Desde os irmãos Wright, em 1903, todo avião que já voou faz curvas do mesmo jeito: movendo fisicamente partes do corpo — os flaps, os ailerons nas asas e o leme na cauda. É uma ideia com mais de 120 anos. E os Estados Unidos estão construindo uma aeronave para provar que dá para fazer diferente.
O nome dela é X-65. Em vez de mexer peças, ela pretende manobrar usando apenas jatos de ar comprimido. Se der certo, pode ser uma das maiores mudanças no projeto de aviões em um século.
O que é o X-65
O X-65 é uma aeronave experimental e não tripulada, tocada pela agência de pesquisa avançada de defesa dos EUA (DARPA) em parceria com a Aurora Flight Sciences, empresa ligada à Boeing. O projeto faz parte de um programa batizado de CRANE.
Em números, o X-65 é uma máquina de porte médio:
envergadura de cerca de 9 metros;
peso em torno de 3 toneladas;
velocidade subsônica (abaixo da do som);
asas em formato triangular, diferentes das convencionais.
Como ele voa sem mover as asas
O segredo é uma tecnologia chamada controle ativo de fluxo de ar (ou AFC, na sigla em inglês). Em vez de superfícies que se dobram, o avião tem 14 “atuadores” espalhados pelas asas e pela cauda que disparam jatos de ar pressurizado.
Esses jatos mudam a forma como o ar escorrega sobre a aeronave, e é isso que faz o avião subir, descer e virar — sem nenhuma dobradiça se mexendo. O ar usado vem de uma unidade de potência a bordo da própria aeronave.

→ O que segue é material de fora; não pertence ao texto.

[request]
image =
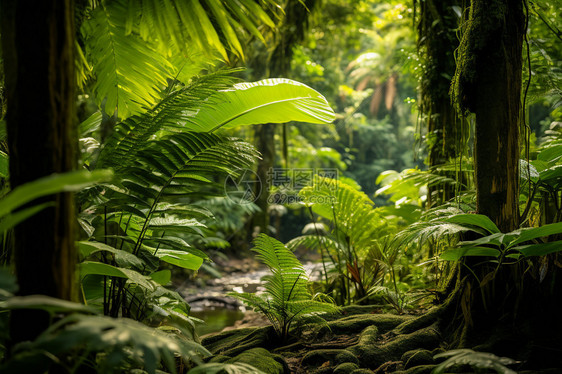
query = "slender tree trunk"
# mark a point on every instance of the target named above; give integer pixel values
(38, 51)
(488, 83)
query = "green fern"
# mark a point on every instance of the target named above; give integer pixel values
(129, 71)
(131, 135)
(352, 246)
(286, 298)
(120, 344)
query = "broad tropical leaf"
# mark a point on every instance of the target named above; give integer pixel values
(120, 340)
(267, 101)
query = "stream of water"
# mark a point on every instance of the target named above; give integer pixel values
(210, 304)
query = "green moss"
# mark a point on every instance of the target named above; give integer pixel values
(357, 323)
(369, 335)
(422, 369)
(417, 357)
(345, 368)
(234, 342)
(334, 356)
(372, 355)
(262, 360)
(480, 40)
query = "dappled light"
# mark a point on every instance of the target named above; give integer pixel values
(280, 186)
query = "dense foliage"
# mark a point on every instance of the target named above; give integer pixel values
(370, 173)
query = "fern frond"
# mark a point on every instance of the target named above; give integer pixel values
(286, 298)
(207, 24)
(131, 135)
(129, 72)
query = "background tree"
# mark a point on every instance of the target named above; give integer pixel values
(38, 52)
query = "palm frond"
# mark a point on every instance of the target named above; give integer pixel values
(129, 71)
(207, 24)
(131, 135)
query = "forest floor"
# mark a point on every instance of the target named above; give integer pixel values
(362, 339)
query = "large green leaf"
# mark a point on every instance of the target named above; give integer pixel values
(181, 259)
(46, 303)
(456, 254)
(99, 268)
(123, 258)
(527, 234)
(541, 249)
(478, 220)
(274, 100)
(125, 342)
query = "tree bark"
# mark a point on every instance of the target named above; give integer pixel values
(488, 83)
(38, 51)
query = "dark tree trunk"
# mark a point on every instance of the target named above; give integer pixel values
(38, 51)
(488, 83)
(437, 43)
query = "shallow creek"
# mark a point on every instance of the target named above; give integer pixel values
(210, 304)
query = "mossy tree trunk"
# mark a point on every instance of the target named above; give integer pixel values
(488, 83)
(437, 42)
(38, 51)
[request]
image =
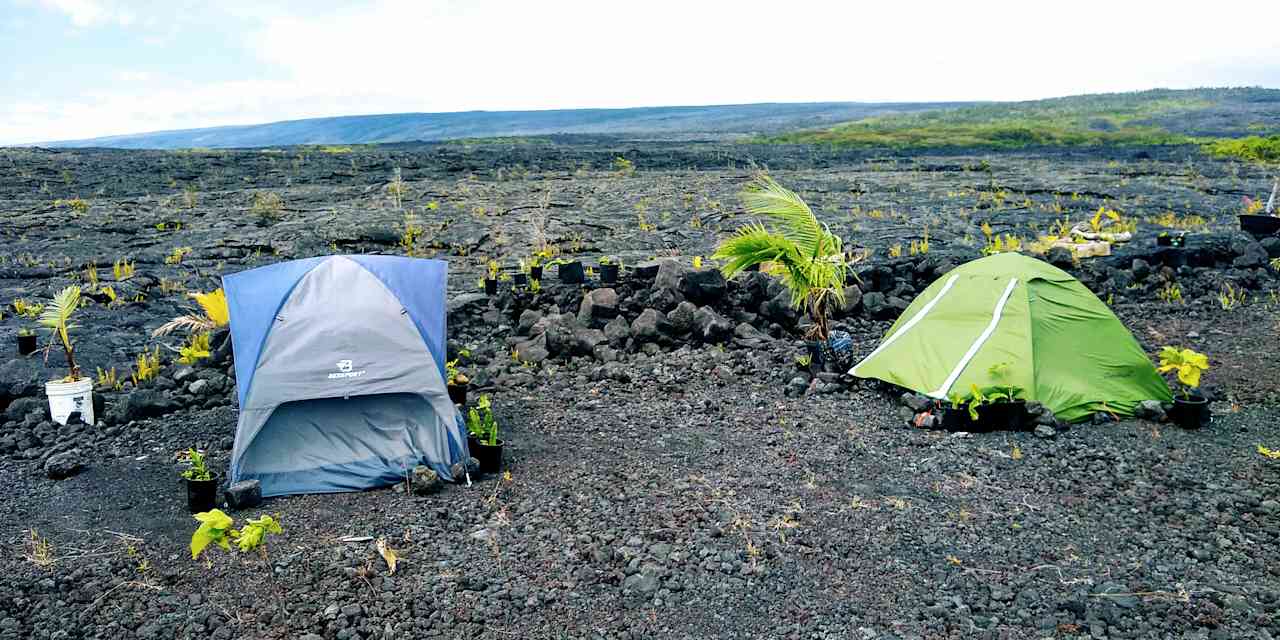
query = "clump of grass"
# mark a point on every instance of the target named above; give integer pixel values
(1253, 149)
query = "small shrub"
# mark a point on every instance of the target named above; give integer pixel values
(268, 206)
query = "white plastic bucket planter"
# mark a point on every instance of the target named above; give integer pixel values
(65, 398)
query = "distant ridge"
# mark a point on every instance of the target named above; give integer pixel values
(360, 129)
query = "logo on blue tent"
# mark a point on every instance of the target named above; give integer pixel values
(344, 370)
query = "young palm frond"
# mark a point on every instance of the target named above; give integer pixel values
(58, 318)
(810, 257)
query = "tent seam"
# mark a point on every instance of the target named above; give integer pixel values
(996, 314)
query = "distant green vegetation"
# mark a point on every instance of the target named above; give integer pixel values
(1253, 149)
(1137, 118)
(501, 140)
(1078, 120)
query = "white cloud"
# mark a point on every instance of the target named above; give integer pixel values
(91, 13)
(416, 55)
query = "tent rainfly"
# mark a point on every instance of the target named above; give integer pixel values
(339, 365)
(1063, 346)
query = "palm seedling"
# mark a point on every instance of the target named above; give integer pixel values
(56, 318)
(805, 252)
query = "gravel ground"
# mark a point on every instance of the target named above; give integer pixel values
(691, 484)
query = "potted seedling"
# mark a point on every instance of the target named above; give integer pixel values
(26, 342)
(1258, 219)
(490, 283)
(807, 254)
(201, 483)
(73, 393)
(1006, 411)
(483, 437)
(609, 270)
(1191, 410)
(457, 383)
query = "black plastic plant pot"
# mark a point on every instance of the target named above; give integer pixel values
(1260, 225)
(201, 494)
(956, 420)
(608, 274)
(816, 352)
(458, 393)
(488, 456)
(26, 344)
(1008, 415)
(1191, 412)
(572, 273)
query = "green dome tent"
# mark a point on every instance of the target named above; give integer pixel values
(1063, 346)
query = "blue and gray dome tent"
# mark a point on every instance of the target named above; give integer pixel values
(339, 364)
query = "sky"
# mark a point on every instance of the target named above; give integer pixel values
(87, 68)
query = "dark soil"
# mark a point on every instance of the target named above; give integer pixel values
(690, 483)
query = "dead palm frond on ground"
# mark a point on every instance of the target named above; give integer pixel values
(213, 312)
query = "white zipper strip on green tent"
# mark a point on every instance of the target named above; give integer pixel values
(941, 393)
(919, 315)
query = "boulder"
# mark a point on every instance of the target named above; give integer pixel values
(1271, 246)
(780, 310)
(649, 325)
(145, 402)
(617, 332)
(853, 300)
(668, 275)
(425, 480)
(712, 327)
(876, 304)
(533, 350)
(1150, 410)
(681, 318)
(1141, 269)
(598, 307)
(1060, 257)
(586, 341)
(647, 270)
(19, 408)
(19, 378)
(460, 470)
(63, 465)
(1251, 255)
(245, 494)
(703, 286)
(529, 319)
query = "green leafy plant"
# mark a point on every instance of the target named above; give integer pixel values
(27, 310)
(984, 396)
(58, 319)
(197, 470)
(146, 365)
(481, 424)
(809, 256)
(1188, 364)
(455, 375)
(195, 350)
(1002, 374)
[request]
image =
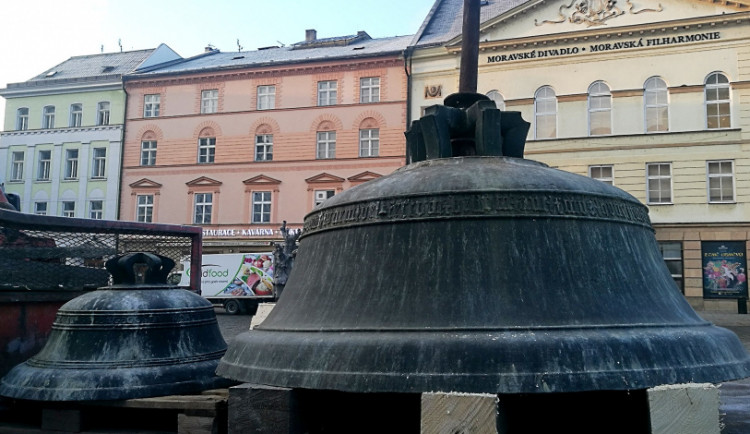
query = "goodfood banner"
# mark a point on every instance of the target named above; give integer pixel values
(724, 269)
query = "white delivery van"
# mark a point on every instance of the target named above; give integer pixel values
(236, 281)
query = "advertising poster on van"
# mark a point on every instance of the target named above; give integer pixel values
(724, 269)
(235, 275)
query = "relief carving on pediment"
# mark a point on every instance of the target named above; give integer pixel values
(594, 12)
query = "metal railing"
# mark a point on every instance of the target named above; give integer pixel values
(60, 253)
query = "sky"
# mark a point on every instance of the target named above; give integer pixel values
(38, 34)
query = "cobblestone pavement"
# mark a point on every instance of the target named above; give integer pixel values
(734, 395)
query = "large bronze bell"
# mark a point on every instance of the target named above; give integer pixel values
(474, 270)
(136, 338)
(485, 274)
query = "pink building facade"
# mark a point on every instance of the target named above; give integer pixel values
(237, 143)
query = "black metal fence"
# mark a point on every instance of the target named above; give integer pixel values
(49, 253)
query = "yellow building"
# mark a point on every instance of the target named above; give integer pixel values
(653, 97)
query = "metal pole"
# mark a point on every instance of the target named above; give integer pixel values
(469, 48)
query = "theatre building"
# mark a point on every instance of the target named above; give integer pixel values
(239, 142)
(652, 97)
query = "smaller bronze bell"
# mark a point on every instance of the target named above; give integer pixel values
(136, 338)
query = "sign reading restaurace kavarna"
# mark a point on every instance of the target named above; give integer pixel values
(602, 47)
(724, 269)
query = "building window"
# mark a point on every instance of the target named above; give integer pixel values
(604, 173)
(76, 115)
(209, 101)
(69, 208)
(16, 166)
(203, 206)
(672, 254)
(99, 165)
(264, 147)
(717, 101)
(369, 142)
(659, 180)
(40, 208)
(600, 109)
(369, 89)
(656, 105)
(327, 91)
(151, 104)
(43, 168)
(322, 195)
(206, 150)
(545, 113)
(71, 164)
(102, 113)
(325, 145)
(720, 181)
(22, 119)
(48, 117)
(266, 97)
(148, 152)
(261, 207)
(497, 98)
(96, 209)
(145, 208)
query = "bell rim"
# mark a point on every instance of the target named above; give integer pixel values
(393, 377)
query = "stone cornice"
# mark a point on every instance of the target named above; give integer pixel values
(701, 24)
(263, 71)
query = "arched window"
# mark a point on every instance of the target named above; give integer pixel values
(600, 109)
(656, 105)
(545, 113)
(498, 98)
(718, 113)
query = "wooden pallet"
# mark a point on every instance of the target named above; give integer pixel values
(205, 413)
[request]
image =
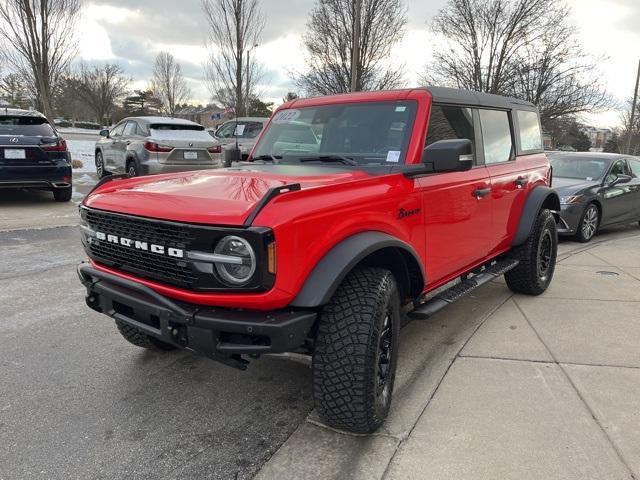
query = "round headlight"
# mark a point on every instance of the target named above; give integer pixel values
(241, 264)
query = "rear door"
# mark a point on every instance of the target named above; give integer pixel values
(634, 165)
(109, 146)
(457, 205)
(512, 176)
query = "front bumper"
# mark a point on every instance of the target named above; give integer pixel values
(48, 177)
(221, 334)
(570, 216)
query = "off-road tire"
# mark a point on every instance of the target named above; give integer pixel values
(527, 277)
(581, 236)
(353, 373)
(141, 339)
(62, 194)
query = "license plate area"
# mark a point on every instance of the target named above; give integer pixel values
(15, 154)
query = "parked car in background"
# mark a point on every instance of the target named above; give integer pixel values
(148, 145)
(33, 154)
(244, 130)
(596, 189)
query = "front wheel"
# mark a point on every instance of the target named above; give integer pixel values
(537, 257)
(589, 223)
(356, 351)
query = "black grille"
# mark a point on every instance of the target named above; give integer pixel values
(151, 265)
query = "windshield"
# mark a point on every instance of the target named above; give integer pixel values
(27, 126)
(365, 133)
(580, 168)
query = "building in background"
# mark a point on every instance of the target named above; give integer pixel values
(210, 116)
(598, 137)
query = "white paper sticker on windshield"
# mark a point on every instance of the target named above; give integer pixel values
(286, 116)
(393, 156)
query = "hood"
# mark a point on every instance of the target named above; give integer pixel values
(214, 197)
(570, 186)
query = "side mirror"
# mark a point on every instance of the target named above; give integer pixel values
(449, 155)
(621, 179)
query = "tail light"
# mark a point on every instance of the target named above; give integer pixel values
(59, 146)
(155, 147)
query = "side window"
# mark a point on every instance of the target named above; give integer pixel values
(619, 168)
(635, 167)
(529, 131)
(496, 136)
(117, 130)
(450, 123)
(130, 129)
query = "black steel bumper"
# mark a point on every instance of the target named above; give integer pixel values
(220, 334)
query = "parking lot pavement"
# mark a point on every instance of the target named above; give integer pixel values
(78, 401)
(508, 387)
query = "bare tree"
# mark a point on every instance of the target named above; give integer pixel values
(168, 83)
(329, 44)
(235, 28)
(13, 91)
(100, 88)
(524, 48)
(38, 42)
(630, 133)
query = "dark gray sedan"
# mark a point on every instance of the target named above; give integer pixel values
(596, 190)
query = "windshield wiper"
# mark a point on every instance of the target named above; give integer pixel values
(268, 158)
(331, 158)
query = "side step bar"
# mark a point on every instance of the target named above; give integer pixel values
(485, 274)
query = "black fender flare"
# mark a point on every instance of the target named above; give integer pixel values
(539, 198)
(330, 271)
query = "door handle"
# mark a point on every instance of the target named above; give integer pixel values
(481, 192)
(521, 182)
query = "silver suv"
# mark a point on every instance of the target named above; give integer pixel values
(244, 130)
(148, 145)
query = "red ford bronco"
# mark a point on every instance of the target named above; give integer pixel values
(350, 213)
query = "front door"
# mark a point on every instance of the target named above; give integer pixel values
(618, 199)
(457, 206)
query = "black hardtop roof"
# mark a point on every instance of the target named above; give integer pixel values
(468, 97)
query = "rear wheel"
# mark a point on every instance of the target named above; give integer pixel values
(356, 351)
(537, 257)
(589, 223)
(62, 194)
(141, 339)
(100, 170)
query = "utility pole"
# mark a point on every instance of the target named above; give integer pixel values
(247, 81)
(633, 112)
(355, 57)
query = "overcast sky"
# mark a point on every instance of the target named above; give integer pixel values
(131, 33)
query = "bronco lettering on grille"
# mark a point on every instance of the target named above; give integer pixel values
(139, 245)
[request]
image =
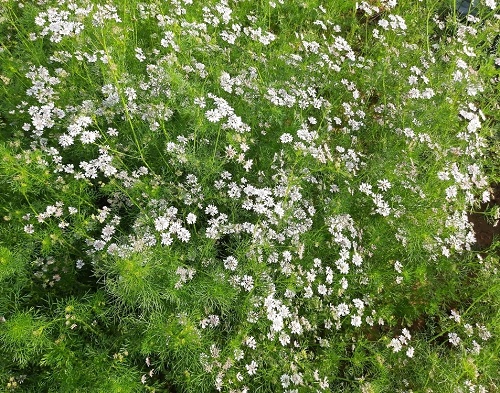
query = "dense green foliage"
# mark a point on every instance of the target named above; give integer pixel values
(249, 196)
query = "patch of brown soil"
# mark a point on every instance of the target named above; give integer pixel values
(485, 232)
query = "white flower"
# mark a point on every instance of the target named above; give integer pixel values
(252, 368)
(454, 338)
(191, 218)
(491, 3)
(356, 320)
(29, 229)
(231, 263)
(286, 138)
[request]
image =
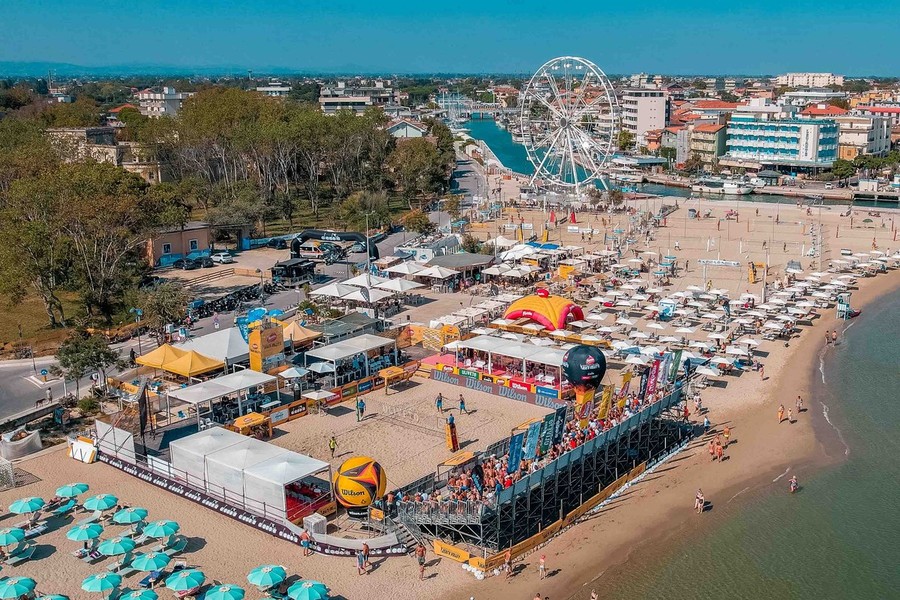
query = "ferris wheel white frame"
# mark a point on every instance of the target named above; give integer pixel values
(563, 148)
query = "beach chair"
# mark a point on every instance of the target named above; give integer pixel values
(151, 579)
(25, 553)
(65, 508)
(91, 518)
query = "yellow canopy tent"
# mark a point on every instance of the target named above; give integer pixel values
(298, 334)
(192, 364)
(162, 355)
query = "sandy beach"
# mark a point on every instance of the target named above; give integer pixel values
(634, 529)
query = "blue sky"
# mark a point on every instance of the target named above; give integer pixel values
(690, 36)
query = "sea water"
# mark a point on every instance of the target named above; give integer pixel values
(839, 536)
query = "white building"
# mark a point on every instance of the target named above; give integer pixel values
(275, 89)
(644, 110)
(863, 135)
(155, 102)
(810, 80)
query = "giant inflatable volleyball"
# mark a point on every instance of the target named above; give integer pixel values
(359, 481)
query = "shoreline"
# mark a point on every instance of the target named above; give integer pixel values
(657, 520)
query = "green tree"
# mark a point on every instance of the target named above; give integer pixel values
(81, 355)
(163, 304)
(625, 139)
(416, 220)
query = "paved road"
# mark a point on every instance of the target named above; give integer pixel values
(20, 381)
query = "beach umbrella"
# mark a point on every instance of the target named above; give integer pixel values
(266, 576)
(308, 590)
(101, 582)
(224, 592)
(129, 516)
(116, 546)
(26, 505)
(83, 533)
(160, 529)
(185, 580)
(70, 490)
(11, 535)
(100, 502)
(14, 587)
(150, 561)
(139, 595)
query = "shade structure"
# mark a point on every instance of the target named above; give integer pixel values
(160, 356)
(163, 528)
(399, 285)
(139, 595)
(298, 334)
(333, 290)
(191, 364)
(70, 490)
(437, 272)
(227, 345)
(83, 533)
(150, 561)
(224, 592)
(406, 268)
(129, 516)
(26, 505)
(11, 535)
(13, 587)
(308, 590)
(116, 546)
(185, 580)
(101, 502)
(265, 576)
(101, 582)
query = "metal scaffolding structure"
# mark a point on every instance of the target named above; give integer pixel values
(547, 495)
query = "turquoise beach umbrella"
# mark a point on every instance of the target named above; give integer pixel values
(101, 582)
(129, 516)
(26, 505)
(140, 595)
(116, 546)
(308, 590)
(11, 535)
(266, 576)
(14, 587)
(158, 529)
(83, 533)
(101, 502)
(151, 561)
(70, 490)
(183, 581)
(224, 592)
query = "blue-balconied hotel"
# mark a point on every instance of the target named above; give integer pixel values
(795, 145)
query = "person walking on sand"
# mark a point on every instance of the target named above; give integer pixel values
(332, 445)
(420, 557)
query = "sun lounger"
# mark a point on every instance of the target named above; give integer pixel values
(65, 508)
(92, 518)
(21, 556)
(151, 578)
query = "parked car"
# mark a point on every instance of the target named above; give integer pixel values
(187, 264)
(222, 257)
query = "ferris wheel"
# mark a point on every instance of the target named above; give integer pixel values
(569, 120)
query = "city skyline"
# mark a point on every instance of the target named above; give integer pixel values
(357, 37)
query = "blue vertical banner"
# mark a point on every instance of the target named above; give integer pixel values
(531, 442)
(515, 452)
(559, 424)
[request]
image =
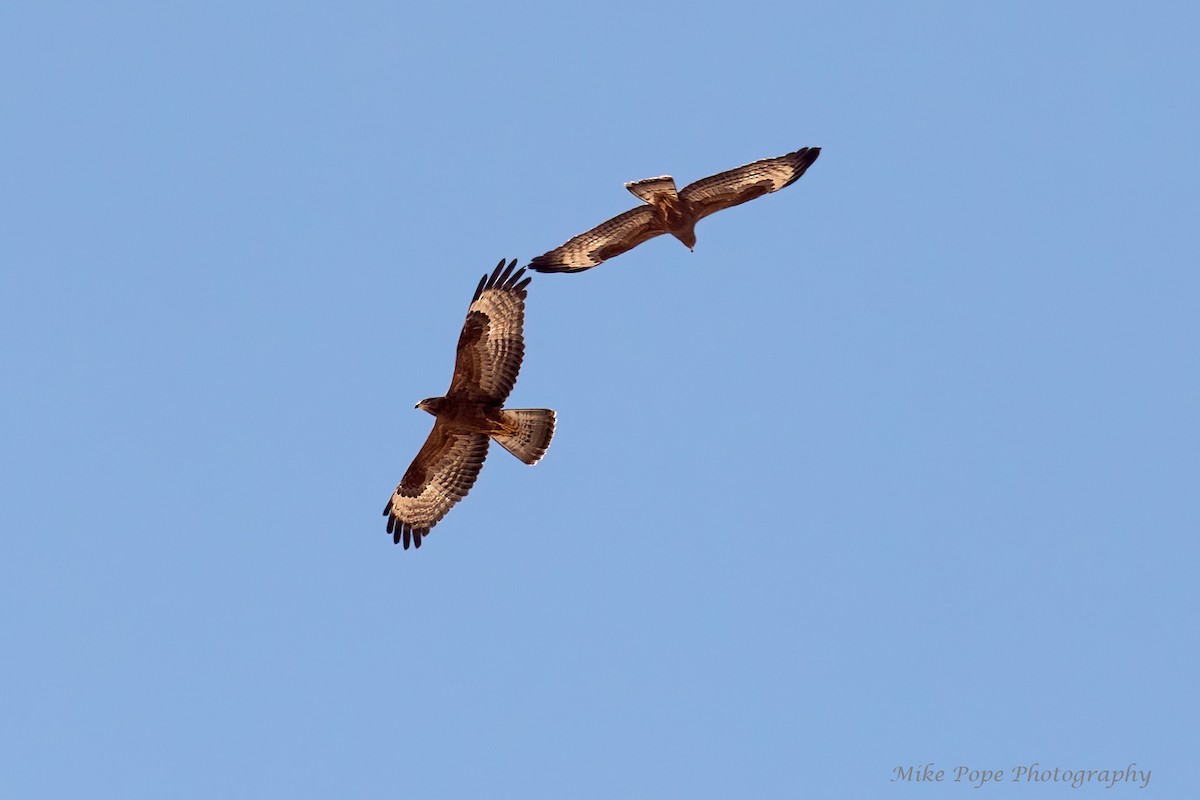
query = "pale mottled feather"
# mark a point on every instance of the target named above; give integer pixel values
(736, 186)
(651, 187)
(675, 212)
(441, 475)
(489, 358)
(534, 427)
(491, 346)
(609, 239)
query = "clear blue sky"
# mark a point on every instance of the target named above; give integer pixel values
(900, 465)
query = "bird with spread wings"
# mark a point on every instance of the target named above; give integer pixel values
(490, 352)
(667, 211)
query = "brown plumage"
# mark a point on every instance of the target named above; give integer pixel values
(490, 352)
(675, 212)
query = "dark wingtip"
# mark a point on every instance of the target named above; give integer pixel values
(543, 264)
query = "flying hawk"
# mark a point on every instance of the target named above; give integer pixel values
(490, 350)
(675, 212)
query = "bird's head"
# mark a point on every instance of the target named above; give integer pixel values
(431, 404)
(689, 238)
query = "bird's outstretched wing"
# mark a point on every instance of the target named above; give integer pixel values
(441, 475)
(492, 341)
(604, 241)
(736, 186)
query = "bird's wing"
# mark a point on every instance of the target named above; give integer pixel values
(492, 341)
(604, 241)
(441, 475)
(736, 186)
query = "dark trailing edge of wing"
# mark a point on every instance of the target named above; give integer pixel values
(507, 280)
(403, 530)
(810, 155)
(543, 264)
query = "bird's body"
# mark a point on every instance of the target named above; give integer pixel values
(491, 348)
(667, 211)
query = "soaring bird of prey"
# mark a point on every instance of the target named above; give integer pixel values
(667, 211)
(490, 350)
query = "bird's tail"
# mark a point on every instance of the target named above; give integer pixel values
(652, 187)
(533, 429)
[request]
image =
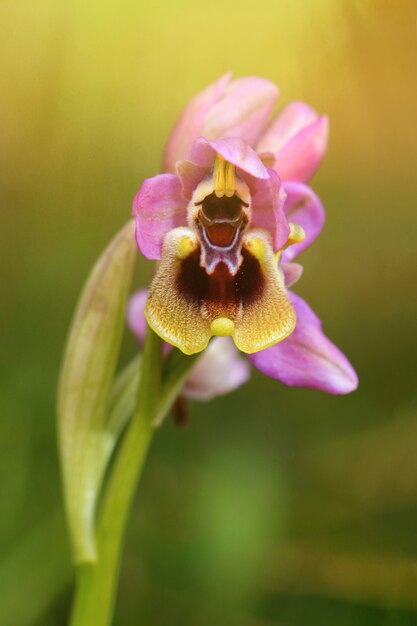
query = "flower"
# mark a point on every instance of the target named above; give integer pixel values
(226, 219)
(218, 371)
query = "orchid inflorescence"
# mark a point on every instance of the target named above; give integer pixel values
(226, 219)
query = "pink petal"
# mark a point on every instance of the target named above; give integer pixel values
(232, 149)
(307, 358)
(293, 118)
(218, 371)
(191, 176)
(188, 127)
(301, 156)
(243, 111)
(268, 208)
(158, 207)
(303, 207)
(224, 109)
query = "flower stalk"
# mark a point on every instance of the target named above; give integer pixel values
(159, 385)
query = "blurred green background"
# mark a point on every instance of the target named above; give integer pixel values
(275, 505)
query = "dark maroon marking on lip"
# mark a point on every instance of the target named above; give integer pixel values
(221, 287)
(221, 235)
(223, 208)
(221, 218)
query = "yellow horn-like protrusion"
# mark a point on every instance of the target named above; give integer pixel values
(224, 178)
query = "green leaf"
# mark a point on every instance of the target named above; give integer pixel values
(85, 385)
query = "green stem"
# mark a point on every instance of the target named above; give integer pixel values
(96, 582)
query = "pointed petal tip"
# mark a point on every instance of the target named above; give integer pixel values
(307, 358)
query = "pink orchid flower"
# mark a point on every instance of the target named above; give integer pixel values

Para reduzir riscos, o X-65 nasce com os dois sistemas: os controles tradicionais e os jatos de ar. A ideia é comparar os dois e ir migrando para o controle só por ar. Quem explica bem a estratégia é o responsável pelo programa:
“As superfícies convencionais do X-65 funcionam como rodinhas de apoio, para entendermos como o controle por jatos de ar pode substituir flaps e lemes.” — Dr. Richard Wlezien, gerente do programa CRANE na DARPA
No lugar de flaps que se dobram, o X-65 usa jatos de ar para controlar a direção do voo. (Imagem: Ilustrativa IA)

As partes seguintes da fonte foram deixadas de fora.